Augsburger Allgemeine (Land Nord)
Trittsicher
Marmor und Schiefer kennt jeder. Das Gestein des Jahres aber ist die Grauwacke.
Dieser Titel ist mit Vorsicht zu genießen. Sehr oft bedeutet die Vergabe für den oder die Prämierten im Grunde nichts Gutes. Das Braunkehlchen zum Beispiel: Wurde zum Vogel des Jahres 2023 gewählt, weil es um seine Zukunft schlecht bestellt ist. Kaum mehr blütenreiche Wiesen, in denen das Braunkehlchen sein Nest bauen kann. Ähnlich verhält es sich mit der Kleinen Braunelle, Pflanze des Jahres, verzieht sich wegen Überdüngung. Das geneigte Spiralzahn-Moos, Moos des Jahres, Sie ahnen es schon … Und damit zur Grauwacke, Gestein des Jahres.
Was also ist da los mit der Grauwacke? Antwort: Eigentlich gar nichts Besonderes. Deshalb aber auch der Preis, mit dem der Berufsverband Deutscher Geowissenschaftler bemerkenswerte Gesteine in das öffentliche Interesse rücken will. Der Schiefer zum Beispiel war auch schon dran. Schiefer kennt jeder, bei der Grauwacke aber ist es so: Der graugrüne Sandstein, der sich aus unterschiedlichen Sedimenten zusammensetzt, wird oft nicht erkannt, ja sogar schnell verwechselt. Zum Beispiel mit Granit, wovor im Übrigen einst schon der große Bergbauminister Goethe warnte! Nicht schön für die Grauwacke, die so vieles stützt, so oft getreten wird. Weil sie so widerstandskräftig ist, dient sie sich als Mauerstein, Pflasterstein, Terrassenfliese, aber auch als Schotter an. Kein Gedönsstein wie der Marmor also.
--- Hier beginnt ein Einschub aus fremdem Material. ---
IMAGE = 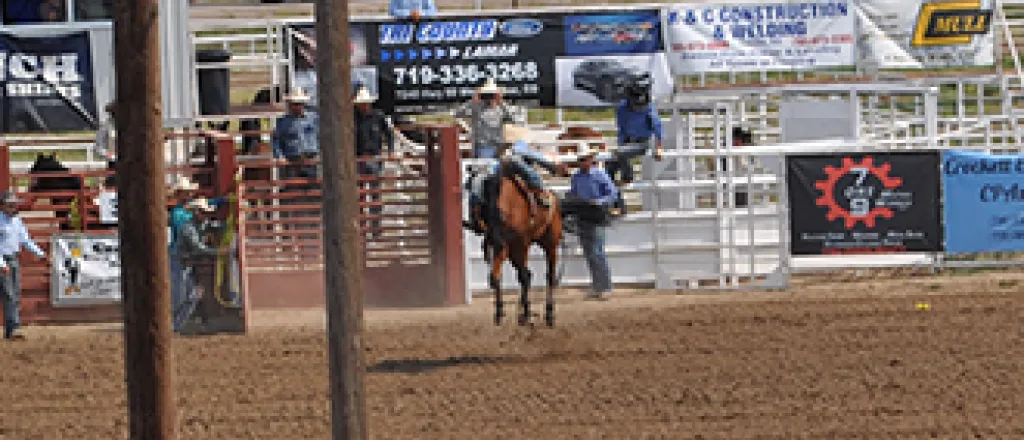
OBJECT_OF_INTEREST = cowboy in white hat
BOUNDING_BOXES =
[270,88,319,171]
[455,78,518,159]
[352,87,394,234]
[0,189,46,340]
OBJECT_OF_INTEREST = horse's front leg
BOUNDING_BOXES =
[487,247,508,325]
[509,241,534,325]
[544,237,558,327]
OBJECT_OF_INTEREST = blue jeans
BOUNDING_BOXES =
[605,141,650,182]
[169,249,184,321]
[473,145,498,159]
[173,267,201,332]
[578,222,611,294]
[0,257,22,339]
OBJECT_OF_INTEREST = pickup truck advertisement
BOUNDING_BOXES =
[287,9,672,114]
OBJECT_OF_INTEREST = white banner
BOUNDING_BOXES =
[664,1,856,75]
[856,0,995,69]
[50,234,121,307]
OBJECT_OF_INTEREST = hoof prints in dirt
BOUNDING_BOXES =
[6,282,1024,440]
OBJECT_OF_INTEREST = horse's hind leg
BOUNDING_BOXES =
[544,230,561,327]
[487,247,509,325]
[509,240,534,325]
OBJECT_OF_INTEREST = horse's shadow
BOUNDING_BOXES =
[367,356,515,375]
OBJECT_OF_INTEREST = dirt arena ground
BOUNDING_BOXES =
[0,273,1024,440]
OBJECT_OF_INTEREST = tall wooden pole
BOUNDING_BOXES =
[114,0,177,440]
[315,0,369,440]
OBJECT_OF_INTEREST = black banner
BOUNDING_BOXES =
[292,9,672,114]
[0,31,97,133]
[786,151,942,255]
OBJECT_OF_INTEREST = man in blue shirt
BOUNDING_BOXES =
[0,189,46,340]
[387,0,437,21]
[562,153,618,299]
[270,89,319,178]
[608,75,664,184]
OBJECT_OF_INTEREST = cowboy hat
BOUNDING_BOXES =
[0,189,22,205]
[355,87,377,104]
[185,197,217,213]
[476,78,502,95]
[174,176,199,191]
[285,87,310,104]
Nun aber etwas Verrücktes, das man der alltagsgrauen Grauwacke gar nicht zutraut: Ihr Name hat Weltklang. So wie der Kindergarten und das Schnitzel. Im Spanischen spricht man von grauvaca, im Englischen von greywacke. Gute Wahl also, und in dem Fall auch: Glückwunsch zum Titel!